With revenues of €26.8m in 2017, it can no longer really claim to be a plucky outsider brand, and in 2016 it sold an undisclosed stake to US private equity company Orkila Capital. Like any indie band that has gone on to play stadium tours, Mikkeller’s growth has drawn detractors, most prominently Jeppe Jarnit-Bjergso, Mikkel’s twin. While the brothers had a symbiotic relationship in the early days — Jeppe ran a craft beer shop and would stock and export Mikkel’s beers — the relationship soured over an apartment deal, and the fact that the first Mikkeller bar was uncomfortably close to Jeppe’s shop. Jeppe went on to set up a rival brewing company called Evil Twin, decamping to New York.

“I’m not against a business growing and being successful,” says Jeppe, who runs a Brooklyn bar called Torst, and is soon to open a brewery in Queens, barely six miles from a Mikkeller microbrewery at the Citi Field baseball stadium. “But, to me, Mikkeller has become about business rather than beer. That’s not got anything to do with Mikkel and me personally, and I’d say the same thing about [Scottish brewer] BrewDog. You can’t run bars all over the world and expect the same level of quality. I’ll be at my brewery all the time; Mikkel is lucky if he visits New York once a year.”
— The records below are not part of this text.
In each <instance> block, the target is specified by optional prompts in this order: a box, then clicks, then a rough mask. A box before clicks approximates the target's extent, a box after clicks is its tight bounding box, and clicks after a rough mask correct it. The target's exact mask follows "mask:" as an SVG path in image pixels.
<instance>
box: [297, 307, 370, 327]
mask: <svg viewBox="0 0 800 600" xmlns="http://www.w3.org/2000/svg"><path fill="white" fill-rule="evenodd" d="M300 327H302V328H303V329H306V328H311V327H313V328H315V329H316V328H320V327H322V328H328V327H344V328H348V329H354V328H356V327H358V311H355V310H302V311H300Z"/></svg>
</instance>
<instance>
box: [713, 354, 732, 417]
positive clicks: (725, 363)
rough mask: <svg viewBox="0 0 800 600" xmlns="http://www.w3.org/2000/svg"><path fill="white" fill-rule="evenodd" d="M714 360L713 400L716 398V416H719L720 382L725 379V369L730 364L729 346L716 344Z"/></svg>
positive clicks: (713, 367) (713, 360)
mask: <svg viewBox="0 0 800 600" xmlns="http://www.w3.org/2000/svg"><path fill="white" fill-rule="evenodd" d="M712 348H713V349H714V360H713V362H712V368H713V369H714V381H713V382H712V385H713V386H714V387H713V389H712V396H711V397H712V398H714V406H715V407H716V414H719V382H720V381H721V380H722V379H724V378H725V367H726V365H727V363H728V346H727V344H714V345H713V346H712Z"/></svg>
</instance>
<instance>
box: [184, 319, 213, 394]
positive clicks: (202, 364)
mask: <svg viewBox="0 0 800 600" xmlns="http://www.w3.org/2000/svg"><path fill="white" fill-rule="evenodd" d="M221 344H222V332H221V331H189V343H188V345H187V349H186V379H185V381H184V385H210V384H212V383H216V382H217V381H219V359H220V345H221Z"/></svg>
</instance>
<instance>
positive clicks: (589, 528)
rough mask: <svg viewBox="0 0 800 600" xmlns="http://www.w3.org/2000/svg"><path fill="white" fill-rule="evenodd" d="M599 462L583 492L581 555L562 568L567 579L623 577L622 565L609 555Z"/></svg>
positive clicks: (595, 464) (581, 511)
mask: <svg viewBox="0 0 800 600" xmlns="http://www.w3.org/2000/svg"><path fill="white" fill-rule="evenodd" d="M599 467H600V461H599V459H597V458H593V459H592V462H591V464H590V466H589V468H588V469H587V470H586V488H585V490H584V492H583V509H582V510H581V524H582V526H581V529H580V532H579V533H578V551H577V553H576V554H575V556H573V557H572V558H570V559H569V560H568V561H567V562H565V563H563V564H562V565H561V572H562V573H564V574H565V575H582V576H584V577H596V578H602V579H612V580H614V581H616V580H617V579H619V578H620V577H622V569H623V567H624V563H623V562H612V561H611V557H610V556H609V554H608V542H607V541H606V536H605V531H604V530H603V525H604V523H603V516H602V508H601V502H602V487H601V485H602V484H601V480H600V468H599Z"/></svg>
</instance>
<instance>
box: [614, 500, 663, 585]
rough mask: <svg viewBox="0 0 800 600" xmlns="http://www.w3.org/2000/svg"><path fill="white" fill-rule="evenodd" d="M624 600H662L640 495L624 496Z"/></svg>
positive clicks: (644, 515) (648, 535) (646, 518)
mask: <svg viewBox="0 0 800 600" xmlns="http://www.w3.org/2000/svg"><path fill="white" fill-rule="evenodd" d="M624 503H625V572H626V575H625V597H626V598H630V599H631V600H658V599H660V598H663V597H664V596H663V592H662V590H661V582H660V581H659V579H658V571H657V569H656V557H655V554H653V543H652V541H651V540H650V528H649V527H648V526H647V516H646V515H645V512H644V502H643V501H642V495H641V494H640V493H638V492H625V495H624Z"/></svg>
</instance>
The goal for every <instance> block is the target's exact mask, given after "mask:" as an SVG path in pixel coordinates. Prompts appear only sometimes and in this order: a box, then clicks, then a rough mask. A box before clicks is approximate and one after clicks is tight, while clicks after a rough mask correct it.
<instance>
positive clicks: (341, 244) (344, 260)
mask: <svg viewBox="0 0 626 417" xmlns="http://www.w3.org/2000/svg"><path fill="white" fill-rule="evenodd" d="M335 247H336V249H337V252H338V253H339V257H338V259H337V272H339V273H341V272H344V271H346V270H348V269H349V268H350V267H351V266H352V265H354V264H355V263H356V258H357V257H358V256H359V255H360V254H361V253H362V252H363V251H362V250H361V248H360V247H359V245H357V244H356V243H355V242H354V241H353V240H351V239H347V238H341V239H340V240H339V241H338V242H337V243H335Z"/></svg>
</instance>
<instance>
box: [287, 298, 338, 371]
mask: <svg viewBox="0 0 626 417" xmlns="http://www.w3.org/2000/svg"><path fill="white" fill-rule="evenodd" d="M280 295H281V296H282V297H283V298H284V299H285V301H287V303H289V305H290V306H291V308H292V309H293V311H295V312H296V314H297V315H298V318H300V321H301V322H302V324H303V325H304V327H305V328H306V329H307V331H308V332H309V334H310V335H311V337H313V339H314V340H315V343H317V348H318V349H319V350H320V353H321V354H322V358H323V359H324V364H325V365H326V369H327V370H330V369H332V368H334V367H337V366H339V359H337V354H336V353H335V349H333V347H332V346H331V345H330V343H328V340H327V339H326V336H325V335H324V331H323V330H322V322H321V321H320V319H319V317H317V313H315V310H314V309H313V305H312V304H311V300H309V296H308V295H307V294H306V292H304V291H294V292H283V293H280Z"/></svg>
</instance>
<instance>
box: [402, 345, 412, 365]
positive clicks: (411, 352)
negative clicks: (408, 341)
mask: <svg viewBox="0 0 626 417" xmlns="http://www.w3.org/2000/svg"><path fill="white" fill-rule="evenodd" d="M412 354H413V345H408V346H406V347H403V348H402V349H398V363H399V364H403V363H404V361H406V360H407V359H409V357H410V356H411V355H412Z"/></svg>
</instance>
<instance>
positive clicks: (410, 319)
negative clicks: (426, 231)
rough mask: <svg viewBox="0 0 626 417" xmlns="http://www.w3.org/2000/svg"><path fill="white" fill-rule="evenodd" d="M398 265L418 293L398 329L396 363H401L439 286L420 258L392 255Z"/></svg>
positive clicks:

Mikkel Bjergso refuses to discuss his brother in public, but is used to the argument. “As soon as you become bigger, people will say you’ve sold out and the quality’s not as good,” he says. “The beer we make is just as good as it was in the beginning. And we work so hard on the experience at every bar, where the designs and the beers are tailored to the place.”

As soon as you become bigger, people will say you’ve sold out and the quality’s not as good.

Bjergso insists that he and his Copenhagen team are “deeply involved with each bar, on a daily basis”. While they use local partners, he says that Mikkeller takes a majority stake wherever possible. “But, even if we have an equal or almost-equal partner, we have the decision-making power,” he says. “Of course I’m not as involved as I was with the first bar in Copenhagen, but I still care passionately about the smallest details. I’ll stop if that’s ever not the case, or if we lose control.”

The new London bar, Mikkeller’s 41st, is in what was the George and Dragon pub on Hackney Road, which dates back to 1898 but was most recently a raucous gay club (the owners left in 2015, after the rent tripled). Like all of the Mikkeller bars abroad, the layout was designed in Copenhagen, with bespoke posters of beefeaters and Sherlock Holmes designed by US-based art director Keith Shore, who also designed the neon sign outside. Bjergso always creates at least one site-specific beer, in this case Astley’s London Lager. Astley’s songs will play on loop in the toilets, though not in the main bar.

Of course, Mikkeller’s London outpost is atypical in that most of the brand’s partners haven’t sold 40m records. Bjergso and Rick Astley became friends in 2015, when a rumour circulated that Astley was living in Copenhagen (he wasn’t, but his daughter Emilie lives there, and his film producer wife Lene Bausager is Danish).

Bjergso, who had Rick Astley posters on his walls as a child, picked up the phone, and offered to create a brew with his childhood idol. Despite the pop star not knowing much about beer, the pair co-created Astley’s Northern Hop, with a touch of ginger nodding to Astley’s hair.

Now, they’ve gone further than that. Astley, who was due to sing at the opening party but says he won’t be pulling any pints, believes that Mikkeller bars remain special. “They have a vibe, and a soul,” he says. “I’ve been to lots of their bars around the world, and they all have a different feel.” Or, as Bjergso insists: “We’re not Starbucks, just repeating the same thing everywhere we go.”

Either way, there will be those who simply see an independent local gay bar replaced by what is essentially a foreign chain. The question, really, is how big Mikkeller can get while holding on to the edge that made it famous in the first place. It’s one to ponder, perhaps while sipping a Mikkeller Jackie Brown ale in the new London bar, or listening to “Never Gonna Give You Up” in the loo.